A Response to Ben Wittes

by Deborah Pearlstein

Ben Wittes, long an advocate for clearer domestic legislation authorizing U.S. detention operations, writes to ask whether my recent post favoring the Senate’s over the House’s version of pending legislation signals a shift in my position opposing new such legislation. The short answer is no. Here’s why.

I’d praised the Senate’s draft of force authorization language as follows: “Where the House bill seemed intent on expanding the scope of that authorization (indeed, on expanding our understanding of the nature of the armed conflict in which the United States is engaged), the Senate bill appears to contain no such language. On the contrary, it ties detention authority squarely to the 2001 AUMF, and describes the scope of that detention authority precisely as the courts (and Obama Administration) have done in the Guantanamo habeas cases in the federal courts. It also, for the first time, makes express Congress’ intention that detention under this authority be carried out pursuant to the law of war.” In response, Ben asks: “Is there a softening here of opposition to detention legislation? Or is the apparent complacency about the Senate language merely complacency relative to the House language?”

It’s the latter. I’d intended to express a preference for the Senate version over the House version among bills currently on the table; not to express a preference for any legislation here over none. For reasons I’ve often expressed, I don’t think new legislation at this point purporting to clarify the domestic authority the detention operations we’ve been engaged in for a decade serves a productive purpose, either as a matter of policy or law. With respect to those currently detained, the courts have now reached a relative consensus on who may be lawfully held, reflecting a standard largely embraced by the executive as well. (It is a not a consensus with which I agree in all respects, but there can be little question that its contours have been subject to vigorous, adversarial debate: Congress passed a general law in the AUMF, the current executive proposed an interpretation of it (in light of intervening Supreme Court decisions), and the courts subsequently embraced that interpretation (more or less).) On the particular question of whether the existing detention authority should be interpreted in light of applicable international law, the President and the Supreme Court both, rightly, think it should. Only a few judges on the D.C. Circuit seem to think otherwise. I think the Senate version on this issue sensibly comes down on the side of the President.) It took a decade to arrive at this point of relative clarity. New legislation would not usefully put a period at the end of that discussion. It would serve only to open a new series of debates.
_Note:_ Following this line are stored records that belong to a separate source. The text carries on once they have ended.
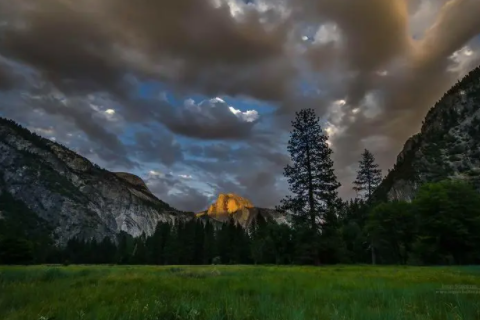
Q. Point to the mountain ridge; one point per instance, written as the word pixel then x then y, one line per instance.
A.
pixel 76 197
pixel 241 210
pixel 447 146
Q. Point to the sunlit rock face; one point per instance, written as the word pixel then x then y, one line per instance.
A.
pixel 75 197
pixel 227 204
pixel 241 210
pixel 447 147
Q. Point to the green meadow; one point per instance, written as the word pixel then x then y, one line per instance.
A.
pixel 239 292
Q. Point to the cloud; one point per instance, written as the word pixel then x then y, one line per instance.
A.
pixel 209 119
pixel 177 193
pixel 91 45
pixel 158 146
pixel 387 62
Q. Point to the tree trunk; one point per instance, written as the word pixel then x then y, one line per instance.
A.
pixel 310 189
pixel 373 253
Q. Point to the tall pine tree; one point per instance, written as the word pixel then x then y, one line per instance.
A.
pixel 369 175
pixel 312 181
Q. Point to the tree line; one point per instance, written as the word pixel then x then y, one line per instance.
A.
pixel 440 226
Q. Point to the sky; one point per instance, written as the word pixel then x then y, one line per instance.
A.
pixel 197 97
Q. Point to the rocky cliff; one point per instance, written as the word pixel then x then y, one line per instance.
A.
pixel 447 147
pixel 240 209
pixel 75 197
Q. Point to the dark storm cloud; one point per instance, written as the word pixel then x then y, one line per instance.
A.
pixel 159 146
pixel 208 120
pixel 177 192
pixel 85 46
pixel 6 81
pixel 91 45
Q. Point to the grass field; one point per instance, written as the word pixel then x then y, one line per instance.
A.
pixel 239 292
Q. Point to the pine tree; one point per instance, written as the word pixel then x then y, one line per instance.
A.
pixel 369 175
pixel 311 178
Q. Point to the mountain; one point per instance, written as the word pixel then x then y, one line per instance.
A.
pixel 240 209
pixel 447 147
pixel 69 194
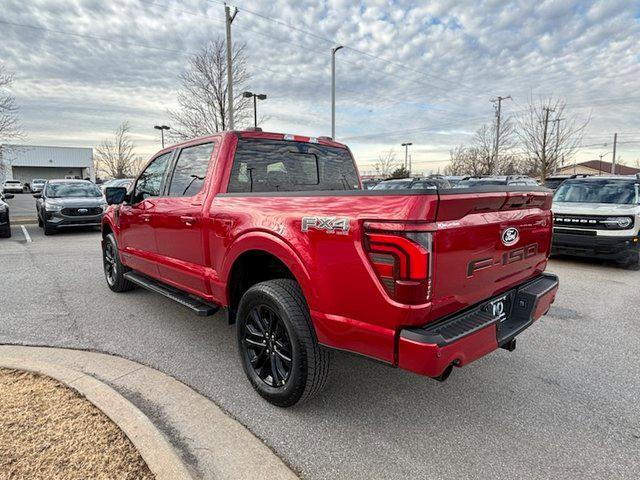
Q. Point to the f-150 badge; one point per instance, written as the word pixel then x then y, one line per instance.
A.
pixel 339 225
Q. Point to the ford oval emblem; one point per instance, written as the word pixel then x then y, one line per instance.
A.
pixel 510 236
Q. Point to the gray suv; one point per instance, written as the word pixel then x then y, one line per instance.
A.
pixel 69 203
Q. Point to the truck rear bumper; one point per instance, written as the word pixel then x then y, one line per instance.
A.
pixel 464 337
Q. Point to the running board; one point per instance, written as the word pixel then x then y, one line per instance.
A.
pixel 201 307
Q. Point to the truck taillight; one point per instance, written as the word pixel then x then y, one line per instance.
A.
pixel 401 259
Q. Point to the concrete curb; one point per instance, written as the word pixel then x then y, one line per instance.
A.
pixel 23 221
pixel 154 448
pixel 209 442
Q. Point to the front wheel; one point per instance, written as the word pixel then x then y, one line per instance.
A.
pixel 48 230
pixel 278 347
pixel 114 270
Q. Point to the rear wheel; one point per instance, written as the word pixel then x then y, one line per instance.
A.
pixel 114 270
pixel 278 347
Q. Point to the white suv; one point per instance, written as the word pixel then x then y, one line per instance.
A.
pixel 598 217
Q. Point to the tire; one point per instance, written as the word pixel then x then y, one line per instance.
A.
pixel 280 302
pixel 111 259
pixel 48 230
pixel 633 263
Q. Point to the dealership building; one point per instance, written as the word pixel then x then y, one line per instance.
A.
pixel 26 162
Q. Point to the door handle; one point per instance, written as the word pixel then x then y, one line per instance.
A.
pixel 188 220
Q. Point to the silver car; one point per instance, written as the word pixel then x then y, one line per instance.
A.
pixel 69 203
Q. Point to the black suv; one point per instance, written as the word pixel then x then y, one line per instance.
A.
pixel 69 203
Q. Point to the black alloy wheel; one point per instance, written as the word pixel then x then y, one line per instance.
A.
pixel 267 346
pixel 277 343
pixel 110 264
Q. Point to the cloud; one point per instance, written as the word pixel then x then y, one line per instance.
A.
pixel 87 65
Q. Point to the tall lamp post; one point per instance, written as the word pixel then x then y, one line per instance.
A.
pixel 406 155
pixel 602 155
pixel 256 96
pixel 162 128
pixel 333 90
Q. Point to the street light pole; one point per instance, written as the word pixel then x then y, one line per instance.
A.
pixel 333 90
pixel 228 20
pixel 256 96
pixel 406 155
pixel 602 155
pixel 162 128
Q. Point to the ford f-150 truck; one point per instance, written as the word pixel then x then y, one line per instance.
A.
pixel 277 230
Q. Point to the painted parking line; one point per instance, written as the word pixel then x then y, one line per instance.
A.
pixel 26 234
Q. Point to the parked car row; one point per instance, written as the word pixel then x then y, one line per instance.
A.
pixel 69 203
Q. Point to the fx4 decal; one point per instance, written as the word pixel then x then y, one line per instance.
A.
pixel 338 225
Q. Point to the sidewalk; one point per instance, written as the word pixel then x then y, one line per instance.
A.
pixel 175 428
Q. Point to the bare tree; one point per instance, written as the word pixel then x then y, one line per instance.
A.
pixel 386 163
pixel 115 156
pixel 477 159
pixel 549 136
pixel 9 124
pixel 203 95
pixel 10 127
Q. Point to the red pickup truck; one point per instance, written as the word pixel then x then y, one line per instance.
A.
pixel 277 230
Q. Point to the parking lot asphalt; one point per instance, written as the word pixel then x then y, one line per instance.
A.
pixel 564 404
pixel 22 206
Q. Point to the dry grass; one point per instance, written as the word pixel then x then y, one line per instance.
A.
pixel 48 431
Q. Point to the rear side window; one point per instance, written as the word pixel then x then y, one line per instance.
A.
pixel 191 170
pixel 285 166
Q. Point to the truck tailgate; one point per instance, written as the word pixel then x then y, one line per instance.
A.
pixel 485 243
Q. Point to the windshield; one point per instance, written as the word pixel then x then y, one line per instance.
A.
pixel 61 190
pixel 598 191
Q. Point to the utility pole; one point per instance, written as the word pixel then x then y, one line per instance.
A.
pixel 228 20
pixel 495 151
pixel 613 159
pixel 162 128
pixel 406 155
pixel 557 122
pixel 333 90
pixel 547 110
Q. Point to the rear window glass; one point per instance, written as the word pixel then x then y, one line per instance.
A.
pixel 285 166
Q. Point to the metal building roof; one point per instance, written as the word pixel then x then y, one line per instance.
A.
pixel 45 156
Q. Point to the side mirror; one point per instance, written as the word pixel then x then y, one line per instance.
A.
pixel 115 195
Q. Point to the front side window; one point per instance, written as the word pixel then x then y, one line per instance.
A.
pixel 262 165
pixel 150 181
pixel 191 170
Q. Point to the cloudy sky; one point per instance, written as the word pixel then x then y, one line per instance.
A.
pixel 412 70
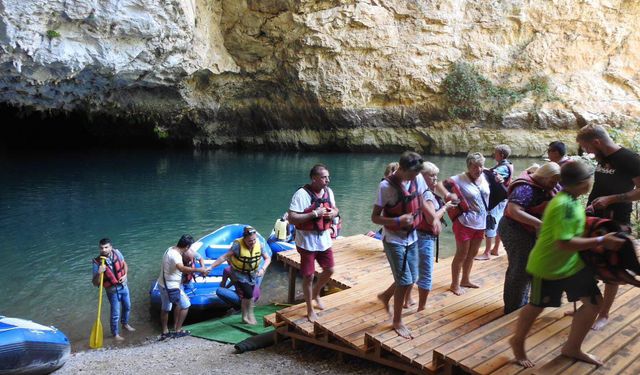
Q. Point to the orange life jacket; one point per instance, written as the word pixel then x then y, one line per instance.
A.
pixel 611 266
pixel 114 272
pixel 538 210
pixel 319 224
pixel 409 202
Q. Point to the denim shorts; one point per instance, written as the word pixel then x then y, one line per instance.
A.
pixel 167 305
pixel 426 256
pixel 403 261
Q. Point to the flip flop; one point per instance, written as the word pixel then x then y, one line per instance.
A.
pixel 182 334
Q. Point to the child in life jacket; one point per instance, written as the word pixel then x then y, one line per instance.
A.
pixel 556 266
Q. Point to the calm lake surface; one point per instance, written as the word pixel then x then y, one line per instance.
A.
pixel 54 208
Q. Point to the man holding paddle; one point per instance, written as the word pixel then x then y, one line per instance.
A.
pixel 111 263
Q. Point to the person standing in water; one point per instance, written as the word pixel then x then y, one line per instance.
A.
pixel 115 271
pixel 312 210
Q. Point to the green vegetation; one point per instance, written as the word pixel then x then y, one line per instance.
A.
pixel 470 95
pixel 53 34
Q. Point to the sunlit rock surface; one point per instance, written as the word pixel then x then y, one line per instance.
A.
pixel 296 74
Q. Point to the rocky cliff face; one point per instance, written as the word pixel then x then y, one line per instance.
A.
pixel 324 74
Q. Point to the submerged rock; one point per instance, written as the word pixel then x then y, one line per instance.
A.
pixel 353 75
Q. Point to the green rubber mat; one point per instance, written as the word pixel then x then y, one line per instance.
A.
pixel 231 329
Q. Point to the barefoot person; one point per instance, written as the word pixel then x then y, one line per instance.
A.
pixel 529 194
pixel 504 169
pixel 469 227
pixel 312 210
pixel 115 271
pixel 172 292
pixel 428 231
pixel 617 180
pixel 397 209
pixel 556 267
pixel 244 256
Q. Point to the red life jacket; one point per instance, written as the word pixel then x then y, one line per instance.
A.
pixel 335 228
pixel 537 211
pixel 463 206
pixel 409 202
pixel 114 273
pixel 319 224
pixel 611 266
pixel 432 229
pixel 507 181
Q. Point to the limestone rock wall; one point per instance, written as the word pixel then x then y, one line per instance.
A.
pixel 324 74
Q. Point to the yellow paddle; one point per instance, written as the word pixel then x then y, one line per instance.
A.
pixel 95 341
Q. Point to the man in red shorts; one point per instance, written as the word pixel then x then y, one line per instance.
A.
pixel 312 210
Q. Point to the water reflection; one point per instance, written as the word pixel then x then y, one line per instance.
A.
pixel 55 208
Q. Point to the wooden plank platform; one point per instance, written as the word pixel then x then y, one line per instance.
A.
pixel 487 351
pixel 467 333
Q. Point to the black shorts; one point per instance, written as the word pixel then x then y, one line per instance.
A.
pixel 548 293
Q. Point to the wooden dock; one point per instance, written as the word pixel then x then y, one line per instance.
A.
pixel 467 333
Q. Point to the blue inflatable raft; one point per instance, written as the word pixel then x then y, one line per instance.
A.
pixel 31 348
pixel 203 291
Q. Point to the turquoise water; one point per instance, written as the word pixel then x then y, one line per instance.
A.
pixel 54 208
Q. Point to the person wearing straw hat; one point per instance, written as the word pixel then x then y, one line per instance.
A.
pixel 556 267
pixel 528 196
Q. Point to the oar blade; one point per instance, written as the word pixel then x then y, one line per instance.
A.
pixel 95 341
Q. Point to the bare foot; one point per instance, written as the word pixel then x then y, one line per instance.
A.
pixel 251 320
pixel 319 303
pixel 312 316
pixel 600 323
pixel 582 356
pixel 402 330
pixel 385 302
pixel 469 284
pixel 410 302
pixel 520 354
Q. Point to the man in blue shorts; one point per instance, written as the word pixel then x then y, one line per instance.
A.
pixel 397 209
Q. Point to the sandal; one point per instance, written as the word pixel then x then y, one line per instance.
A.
pixel 181 333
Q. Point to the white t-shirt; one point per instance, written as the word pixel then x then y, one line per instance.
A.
pixel 310 240
pixel 171 273
pixel 429 197
pixel 476 217
pixel 388 195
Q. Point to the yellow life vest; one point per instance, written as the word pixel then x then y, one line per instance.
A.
pixel 280 229
pixel 247 260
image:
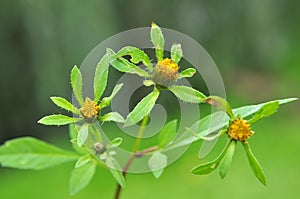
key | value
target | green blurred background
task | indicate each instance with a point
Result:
(254, 43)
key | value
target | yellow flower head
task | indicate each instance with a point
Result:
(90, 110)
(239, 130)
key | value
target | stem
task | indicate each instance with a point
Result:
(135, 153)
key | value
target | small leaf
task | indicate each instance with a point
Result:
(81, 177)
(189, 72)
(65, 104)
(31, 153)
(176, 53)
(116, 142)
(107, 100)
(76, 81)
(112, 116)
(256, 168)
(58, 120)
(265, 111)
(187, 94)
(137, 56)
(142, 109)
(83, 160)
(122, 65)
(116, 170)
(82, 134)
(227, 159)
(167, 134)
(158, 41)
(157, 162)
(100, 79)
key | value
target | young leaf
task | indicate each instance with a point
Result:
(157, 162)
(142, 109)
(167, 134)
(189, 72)
(265, 111)
(83, 160)
(30, 153)
(122, 65)
(158, 41)
(65, 104)
(115, 170)
(81, 177)
(112, 116)
(176, 53)
(256, 168)
(227, 159)
(82, 134)
(137, 56)
(76, 81)
(187, 94)
(107, 100)
(58, 120)
(100, 78)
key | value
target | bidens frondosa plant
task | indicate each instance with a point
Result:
(91, 150)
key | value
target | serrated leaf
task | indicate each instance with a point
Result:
(76, 81)
(137, 56)
(142, 109)
(65, 104)
(189, 72)
(81, 177)
(31, 153)
(107, 100)
(187, 94)
(227, 159)
(58, 120)
(265, 111)
(157, 162)
(115, 170)
(158, 41)
(167, 134)
(112, 116)
(82, 134)
(100, 79)
(123, 65)
(176, 53)
(255, 166)
(83, 160)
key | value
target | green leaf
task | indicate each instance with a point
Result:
(76, 81)
(82, 134)
(221, 104)
(65, 104)
(81, 177)
(256, 168)
(157, 162)
(176, 53)
(265, 111)
(112, 116)
(83, 160)
(158, 41)
(58, 120)
(115, 170)
(189, 72)
(227, 159)
(107, 100)
(100, 78)
(123, 65)
(137, 56)
(187, 94)
(167, 134)
(142, 109)
(31, 153)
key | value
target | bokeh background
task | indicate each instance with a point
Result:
(254, 43)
But I don’t actually think the proponents of new legislation are mostly concerned with adding clarity, or due process legitimacy, to what has been done. As the House version of the pending legislation suggests, the purpose I think motivating most who are interested in new legislation is to make clear that what detention authority already exists should continue to exist, and in broader form, going forward. That is, that the United States should continue to have the authority to detain not only those held in the conflict in Afghanistan, for example, but also anyone we might pick up and suspect of terrorist activity anywhere else, whether or not tied to the attacks of September 11. It is hardly congressional engagement I object to in general. It is the content of this particular legislative action – the notion that broadening existing military detention authority (and, one might add, hamstringing the executive’s ability to prosecute detainees criminally) to combat the threat of international terrorism is a good idea. So given a choice between a bill that pursues this more-detention goal (the House version) and one that, as best I can tell, does not (the Senate), I’d certainly prefer the latter. That said, if I’m misreading the Senate bill – if it does in some way expand the scope of who may be detained beyond what the courts have said the existing AUMF already does – I’d be most interested to understand how.